Pemantauan itu menyasar pelaku usaha di wilayah Kecamatan Senduro, khususnya sektor pengolahan hasil pertanian dan usaha kuliner yang menggunakan elpiji dalam operasionalnya.
"Monitoring itu dilakukan untuk mendapatkan gambaran kondisi di lapangan sekaligus menjaga agar distribusi elpiji tetap berjalan lancar dan seimbang," tuturnya.
Dalam pelaksanaannya, tim melakukan dialog langsung dengan pelaku usaha serta mengamati penggunaan dan ketersediaan elpiji sebagai bagian dari proses pendataan dan pemetaan kebutuhan energi.

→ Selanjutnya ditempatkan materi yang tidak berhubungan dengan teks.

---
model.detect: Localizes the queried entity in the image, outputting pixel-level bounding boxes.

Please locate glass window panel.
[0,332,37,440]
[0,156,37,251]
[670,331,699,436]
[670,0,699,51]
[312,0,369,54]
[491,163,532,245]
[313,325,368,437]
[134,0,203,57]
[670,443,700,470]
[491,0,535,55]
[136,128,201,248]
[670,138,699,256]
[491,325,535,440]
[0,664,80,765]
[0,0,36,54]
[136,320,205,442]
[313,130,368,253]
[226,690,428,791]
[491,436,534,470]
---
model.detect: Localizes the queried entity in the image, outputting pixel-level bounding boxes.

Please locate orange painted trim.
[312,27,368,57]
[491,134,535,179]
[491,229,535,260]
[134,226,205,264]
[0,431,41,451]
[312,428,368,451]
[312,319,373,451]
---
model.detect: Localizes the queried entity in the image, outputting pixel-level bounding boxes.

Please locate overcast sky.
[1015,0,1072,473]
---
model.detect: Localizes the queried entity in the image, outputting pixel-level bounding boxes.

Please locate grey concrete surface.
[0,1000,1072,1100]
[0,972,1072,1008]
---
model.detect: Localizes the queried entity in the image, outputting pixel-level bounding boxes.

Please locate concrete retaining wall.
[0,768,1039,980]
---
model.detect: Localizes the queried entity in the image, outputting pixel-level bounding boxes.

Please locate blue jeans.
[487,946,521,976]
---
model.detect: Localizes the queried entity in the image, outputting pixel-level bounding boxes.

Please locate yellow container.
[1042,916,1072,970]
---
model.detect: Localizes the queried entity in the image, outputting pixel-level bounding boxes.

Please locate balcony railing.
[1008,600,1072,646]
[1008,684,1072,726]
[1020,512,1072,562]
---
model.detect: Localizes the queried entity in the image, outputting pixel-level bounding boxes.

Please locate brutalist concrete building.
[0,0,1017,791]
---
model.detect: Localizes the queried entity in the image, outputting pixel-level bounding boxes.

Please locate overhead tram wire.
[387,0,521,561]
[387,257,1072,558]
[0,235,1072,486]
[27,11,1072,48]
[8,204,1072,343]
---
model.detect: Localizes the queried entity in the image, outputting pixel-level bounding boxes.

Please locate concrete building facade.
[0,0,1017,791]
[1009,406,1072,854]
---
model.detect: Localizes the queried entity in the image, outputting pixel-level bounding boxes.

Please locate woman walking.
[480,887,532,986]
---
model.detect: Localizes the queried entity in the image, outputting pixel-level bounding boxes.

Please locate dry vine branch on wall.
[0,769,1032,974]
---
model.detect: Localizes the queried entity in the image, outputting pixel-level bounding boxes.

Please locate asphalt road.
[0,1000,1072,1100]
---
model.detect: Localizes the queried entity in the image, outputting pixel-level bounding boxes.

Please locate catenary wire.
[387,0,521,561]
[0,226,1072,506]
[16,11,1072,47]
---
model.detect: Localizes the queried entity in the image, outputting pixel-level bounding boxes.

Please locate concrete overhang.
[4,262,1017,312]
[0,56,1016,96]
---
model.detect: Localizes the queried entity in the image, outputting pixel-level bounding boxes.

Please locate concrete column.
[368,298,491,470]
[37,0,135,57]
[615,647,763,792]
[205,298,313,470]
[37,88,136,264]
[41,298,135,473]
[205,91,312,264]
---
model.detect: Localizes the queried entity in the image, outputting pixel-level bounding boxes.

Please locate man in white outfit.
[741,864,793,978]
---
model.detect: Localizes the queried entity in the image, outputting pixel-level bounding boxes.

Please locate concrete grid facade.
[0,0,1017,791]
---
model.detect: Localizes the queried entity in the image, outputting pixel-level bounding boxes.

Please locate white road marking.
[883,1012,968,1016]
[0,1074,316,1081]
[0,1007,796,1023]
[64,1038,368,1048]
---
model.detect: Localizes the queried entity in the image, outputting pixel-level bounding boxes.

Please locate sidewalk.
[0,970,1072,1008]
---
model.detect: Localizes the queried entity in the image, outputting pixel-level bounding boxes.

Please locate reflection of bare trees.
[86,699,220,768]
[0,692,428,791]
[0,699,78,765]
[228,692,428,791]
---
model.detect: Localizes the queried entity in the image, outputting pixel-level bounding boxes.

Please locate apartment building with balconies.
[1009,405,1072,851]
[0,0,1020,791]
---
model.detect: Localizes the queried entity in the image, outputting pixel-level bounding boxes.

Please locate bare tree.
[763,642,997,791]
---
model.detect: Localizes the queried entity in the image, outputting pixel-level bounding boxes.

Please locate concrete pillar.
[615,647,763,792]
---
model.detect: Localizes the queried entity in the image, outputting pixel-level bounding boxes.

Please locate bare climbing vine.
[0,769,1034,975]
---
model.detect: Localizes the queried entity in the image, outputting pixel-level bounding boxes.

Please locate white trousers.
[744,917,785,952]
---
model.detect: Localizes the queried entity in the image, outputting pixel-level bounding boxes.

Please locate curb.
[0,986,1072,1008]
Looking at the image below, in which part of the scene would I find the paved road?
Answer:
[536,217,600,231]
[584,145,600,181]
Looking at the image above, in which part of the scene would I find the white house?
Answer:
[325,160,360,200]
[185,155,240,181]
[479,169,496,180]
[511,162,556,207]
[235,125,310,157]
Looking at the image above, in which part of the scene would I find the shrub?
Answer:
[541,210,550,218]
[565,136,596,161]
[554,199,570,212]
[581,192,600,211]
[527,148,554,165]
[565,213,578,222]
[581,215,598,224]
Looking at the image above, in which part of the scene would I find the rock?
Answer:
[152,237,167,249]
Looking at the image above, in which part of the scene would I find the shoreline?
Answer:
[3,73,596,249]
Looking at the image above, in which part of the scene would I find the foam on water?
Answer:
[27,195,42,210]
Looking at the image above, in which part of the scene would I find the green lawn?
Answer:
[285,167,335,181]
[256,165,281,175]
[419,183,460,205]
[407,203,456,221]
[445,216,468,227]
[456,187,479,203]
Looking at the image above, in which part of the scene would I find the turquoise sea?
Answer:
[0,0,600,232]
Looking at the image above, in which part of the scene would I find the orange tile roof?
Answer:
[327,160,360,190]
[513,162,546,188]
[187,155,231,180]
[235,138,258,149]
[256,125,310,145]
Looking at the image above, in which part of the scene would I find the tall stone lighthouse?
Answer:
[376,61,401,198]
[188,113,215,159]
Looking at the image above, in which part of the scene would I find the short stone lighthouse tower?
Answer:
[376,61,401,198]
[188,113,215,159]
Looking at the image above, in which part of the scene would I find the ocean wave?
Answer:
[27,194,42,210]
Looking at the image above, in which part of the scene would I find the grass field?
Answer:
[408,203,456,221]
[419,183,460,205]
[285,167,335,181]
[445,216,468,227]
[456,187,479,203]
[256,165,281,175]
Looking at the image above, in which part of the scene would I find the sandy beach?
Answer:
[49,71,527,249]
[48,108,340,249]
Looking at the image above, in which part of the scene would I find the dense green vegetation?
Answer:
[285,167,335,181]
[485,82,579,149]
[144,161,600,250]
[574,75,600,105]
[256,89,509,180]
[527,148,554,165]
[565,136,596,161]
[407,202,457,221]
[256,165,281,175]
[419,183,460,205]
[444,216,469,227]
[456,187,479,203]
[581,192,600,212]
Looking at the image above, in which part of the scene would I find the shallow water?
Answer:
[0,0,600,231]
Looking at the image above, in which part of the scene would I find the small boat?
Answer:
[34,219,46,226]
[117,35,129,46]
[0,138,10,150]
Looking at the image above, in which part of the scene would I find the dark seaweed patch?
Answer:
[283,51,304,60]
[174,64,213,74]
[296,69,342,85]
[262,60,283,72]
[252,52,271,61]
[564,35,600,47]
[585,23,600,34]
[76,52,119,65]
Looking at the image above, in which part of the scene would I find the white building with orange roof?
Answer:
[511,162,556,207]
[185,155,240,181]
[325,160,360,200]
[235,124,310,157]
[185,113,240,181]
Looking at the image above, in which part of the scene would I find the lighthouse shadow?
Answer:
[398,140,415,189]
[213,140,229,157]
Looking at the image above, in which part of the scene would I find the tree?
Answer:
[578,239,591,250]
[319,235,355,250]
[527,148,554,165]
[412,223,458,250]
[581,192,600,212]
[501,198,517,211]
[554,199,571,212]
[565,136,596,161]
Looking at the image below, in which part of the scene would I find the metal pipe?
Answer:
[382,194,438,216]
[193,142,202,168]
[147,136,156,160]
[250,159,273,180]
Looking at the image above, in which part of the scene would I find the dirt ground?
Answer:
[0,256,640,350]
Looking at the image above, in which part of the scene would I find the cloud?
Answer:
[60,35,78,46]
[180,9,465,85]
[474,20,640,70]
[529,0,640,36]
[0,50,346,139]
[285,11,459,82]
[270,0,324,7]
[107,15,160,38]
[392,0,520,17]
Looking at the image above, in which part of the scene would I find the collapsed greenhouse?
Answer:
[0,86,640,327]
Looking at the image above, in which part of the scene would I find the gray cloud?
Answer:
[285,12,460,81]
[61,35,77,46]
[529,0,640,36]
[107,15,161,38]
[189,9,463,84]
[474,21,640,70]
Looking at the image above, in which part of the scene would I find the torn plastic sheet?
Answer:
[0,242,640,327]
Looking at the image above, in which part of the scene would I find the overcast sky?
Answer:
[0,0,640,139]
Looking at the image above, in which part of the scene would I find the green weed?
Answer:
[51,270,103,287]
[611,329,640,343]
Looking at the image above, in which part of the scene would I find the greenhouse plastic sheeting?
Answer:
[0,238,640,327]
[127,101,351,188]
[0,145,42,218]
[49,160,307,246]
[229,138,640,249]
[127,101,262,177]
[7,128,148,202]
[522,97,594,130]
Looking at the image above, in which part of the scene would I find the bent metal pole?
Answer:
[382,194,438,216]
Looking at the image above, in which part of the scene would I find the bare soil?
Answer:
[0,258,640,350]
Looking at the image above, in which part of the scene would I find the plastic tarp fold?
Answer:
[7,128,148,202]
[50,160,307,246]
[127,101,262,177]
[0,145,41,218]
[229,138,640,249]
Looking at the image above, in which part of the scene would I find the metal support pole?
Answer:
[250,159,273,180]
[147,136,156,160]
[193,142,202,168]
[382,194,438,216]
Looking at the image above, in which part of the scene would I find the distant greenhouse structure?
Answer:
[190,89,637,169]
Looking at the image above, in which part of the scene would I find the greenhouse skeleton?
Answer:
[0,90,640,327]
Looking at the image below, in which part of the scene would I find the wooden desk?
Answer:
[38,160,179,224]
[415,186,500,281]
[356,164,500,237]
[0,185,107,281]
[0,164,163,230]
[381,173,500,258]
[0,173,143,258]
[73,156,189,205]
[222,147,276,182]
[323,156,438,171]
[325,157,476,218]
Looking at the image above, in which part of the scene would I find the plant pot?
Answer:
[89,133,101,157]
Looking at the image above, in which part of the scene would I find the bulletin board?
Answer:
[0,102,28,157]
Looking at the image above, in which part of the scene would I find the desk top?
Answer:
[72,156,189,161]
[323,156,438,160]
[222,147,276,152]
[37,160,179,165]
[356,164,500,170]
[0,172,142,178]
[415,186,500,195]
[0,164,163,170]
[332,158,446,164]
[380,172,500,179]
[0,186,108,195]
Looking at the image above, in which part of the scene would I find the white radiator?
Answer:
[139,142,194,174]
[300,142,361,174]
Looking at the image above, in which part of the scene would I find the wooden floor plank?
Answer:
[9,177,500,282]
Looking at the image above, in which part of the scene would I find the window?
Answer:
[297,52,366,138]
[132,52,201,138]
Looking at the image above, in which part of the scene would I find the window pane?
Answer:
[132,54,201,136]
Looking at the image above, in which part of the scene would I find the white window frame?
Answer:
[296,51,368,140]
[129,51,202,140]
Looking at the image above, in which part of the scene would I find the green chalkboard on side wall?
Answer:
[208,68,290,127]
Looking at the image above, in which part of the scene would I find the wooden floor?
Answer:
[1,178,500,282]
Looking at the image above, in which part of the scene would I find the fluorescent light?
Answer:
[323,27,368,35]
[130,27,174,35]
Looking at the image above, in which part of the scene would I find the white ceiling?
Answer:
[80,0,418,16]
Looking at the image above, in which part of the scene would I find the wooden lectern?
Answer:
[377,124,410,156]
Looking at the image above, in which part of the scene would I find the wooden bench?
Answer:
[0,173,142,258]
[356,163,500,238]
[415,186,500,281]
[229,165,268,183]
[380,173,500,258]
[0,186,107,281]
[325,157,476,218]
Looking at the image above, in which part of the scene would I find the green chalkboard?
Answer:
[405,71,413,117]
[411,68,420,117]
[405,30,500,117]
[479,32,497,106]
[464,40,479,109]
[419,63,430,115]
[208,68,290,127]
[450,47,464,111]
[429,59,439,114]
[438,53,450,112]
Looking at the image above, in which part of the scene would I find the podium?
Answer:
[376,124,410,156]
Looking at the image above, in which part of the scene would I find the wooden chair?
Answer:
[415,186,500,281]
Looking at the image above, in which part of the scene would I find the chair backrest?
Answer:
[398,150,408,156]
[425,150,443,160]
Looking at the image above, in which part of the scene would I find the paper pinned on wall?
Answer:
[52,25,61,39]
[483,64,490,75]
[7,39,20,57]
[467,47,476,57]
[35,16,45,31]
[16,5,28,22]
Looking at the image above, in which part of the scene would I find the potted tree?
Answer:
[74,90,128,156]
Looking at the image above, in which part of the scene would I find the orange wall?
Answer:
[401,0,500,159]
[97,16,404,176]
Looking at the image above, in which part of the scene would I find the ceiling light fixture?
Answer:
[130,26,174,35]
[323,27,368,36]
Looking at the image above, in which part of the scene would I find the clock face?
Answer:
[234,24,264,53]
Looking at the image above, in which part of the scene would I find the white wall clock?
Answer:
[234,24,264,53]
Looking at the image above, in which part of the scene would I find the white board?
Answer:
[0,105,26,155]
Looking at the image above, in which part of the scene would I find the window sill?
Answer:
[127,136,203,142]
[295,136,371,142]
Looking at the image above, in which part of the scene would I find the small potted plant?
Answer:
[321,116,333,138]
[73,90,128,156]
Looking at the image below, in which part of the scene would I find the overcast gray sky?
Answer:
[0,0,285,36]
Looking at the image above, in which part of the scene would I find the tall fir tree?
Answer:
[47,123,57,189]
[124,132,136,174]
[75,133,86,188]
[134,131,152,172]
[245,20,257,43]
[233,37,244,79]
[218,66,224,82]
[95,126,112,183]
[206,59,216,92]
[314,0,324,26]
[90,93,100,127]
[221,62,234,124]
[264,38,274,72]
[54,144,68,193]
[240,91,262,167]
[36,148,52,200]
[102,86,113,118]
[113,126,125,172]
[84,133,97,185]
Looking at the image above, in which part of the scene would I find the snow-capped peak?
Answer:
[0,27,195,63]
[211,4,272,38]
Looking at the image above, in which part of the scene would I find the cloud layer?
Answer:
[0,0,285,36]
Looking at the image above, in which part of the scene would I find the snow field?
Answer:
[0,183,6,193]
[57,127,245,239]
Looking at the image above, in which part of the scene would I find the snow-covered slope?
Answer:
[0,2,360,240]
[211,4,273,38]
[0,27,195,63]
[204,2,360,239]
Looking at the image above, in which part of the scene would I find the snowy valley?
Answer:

"Hasil monitoring menunjukkan bahwa penggunaan elpiji 3 kilogram pada pelaku usaha memiliki variasi sesuai dengan jenis dan skala usaha. Hal itu menjadi dasar bagi pemerintah daerah dalam menyusun langkah penataan yang lebih terarah," katanya.
Ia mengatakan pendekatan yang dilakukan Pemkab Lumajang mengedepankan pembinaan dan pendampingan, sehingga pelaku usaha dapat menyesuaikan penggunaan energi secara bertahap tanpa mengganggu keberlangsungan usahanya dan penguatan monitoring itu merupakan bagian dari upaya membangun sistem distribusi yang lebih tertata dan berkelanjutan.
"Kami menjaga keseimbangan distribusi, agar kebutuhan masyarakat tetap terpenuhi dan aktivitas usaha juga tetap berjalan dengan baik," ujarnya.
Bonni menjelaskan bahwa pengawasan itu mengacu pada Surat Edaran Bupati Lumajang Nomor 500.10./1/427.14/2026 tentang Elpiji Tabung 3 Kilogram Bersubsidi, yang menjadi pedoman dalam menjaga keteraturan penyaluran.
Sebagai tindak lanjut, tim lintas sektor terus memperkuat pendataan pelaku usaha untuk memperoleh gambaran kebutuhan yang lebih akurat, sehingga kebijakan distribusi dapat disusun secara lebih tepat.
"Pembinaan berkelanjutan akan dilakukan untuk mendorong penggunaan energi yang sesuai dengan kebutuhan usaha, sekaligus mendukung kelancaran distribusi elpiji bersubsidi di masyarakat," katanya.
Pemkab Lumajang melakukan monitoring dan evaluasi secara berkala melalui tim terpadu untuk memastikan distribusi elpiji 3 kilogram berjalan lebih tertib dan konsisten, sehingga diharapkan tercipta keseimbangan antara kebutuhan masyarakat dan pelaku usaha, serta distribusi elpiji bersubsidi dapat diakses secara merata di kabupaten setempat.